Rangachar Kasturi (IEEE/IAPR Fellow)
Douglas W. Hood Professor, University of South Florida, USA
Invited Position Talk Title: Person Reidentification and Recognition in Video
Time: 11:30-12:00, Wednesday, Dec. 16, 2015
Person recognition has been a challenging research problem for computer vision researchers for many years. A variation of this generic problem is that of identifying the reappearance of the same person in different segments to tag people in a family video. Often we are asked to answer seemingly simple queries such as ‘how many different people are in this video?’ or ‘find all instances of this person in these videos’. The complexity of the task grows quickly if the video in question includes segments taken at different times, places, lighting conditions, camera settings and distances since these could include substantial variations in resolution, pose, appearance, illumination, background, occlusions, etc. In some scenarios (airports, shopping centers, and city streets) we may have video feeds from multiple cameras with partially overlapping views operating under widely varying lighting and visibility conditions. Yet computer vision systems are challenged to find and track a person of interest as data from such systems have become ubiquitous and concern for security in public spaces has become a growing concern. While this is yet an unsolved challenge, much progress has been made in recent years in developing computer vision algorithms which are the building blocks for person detection, tracking and recognition. We consider several video capture scenarios, discuss the challenges they present for person re-identification and recognition as the complexity of the scene changes, and present pointers to recent research work in relevant computer vision areas in this paper.

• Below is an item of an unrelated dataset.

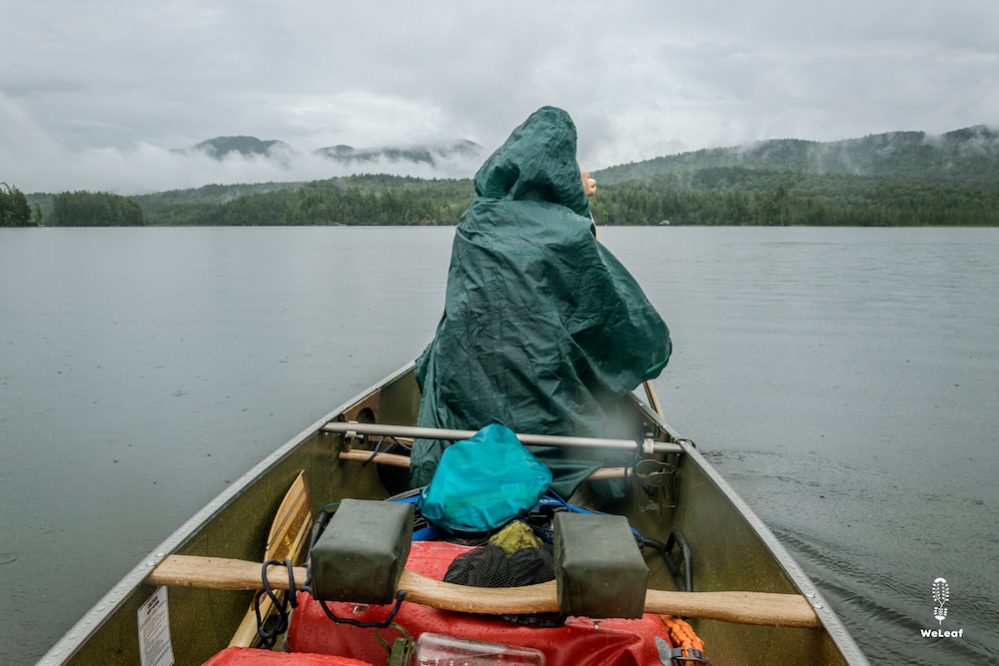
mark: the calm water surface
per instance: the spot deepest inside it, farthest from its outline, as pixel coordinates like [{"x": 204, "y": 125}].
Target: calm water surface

Rangachar Kasturi has been the Douglas W. Hood Professor of Computer Science and Engineering at the University of South Florida since 2003. He was a Professor at the Pennsylvania State University during 1982-2003. He received his Ph.D. from Texas Tech University in 1982. His research interests are in computer vision, pattern recognition, and document image analysis. He is an author of the textbook, Machine Vision, McGraw-Hill, 1995. He has served as the Editor in Chief of the IEEE Transactions on Pattern Analysis and Machine Intelligence (1995-98), a Fulbright Scholar (1999), the President of the International Association for Pattern Recognition (IAPR) (2002-04), and the President of the IEEE Computer Society (2008). He is a Fellow of the IEEE and IAPR.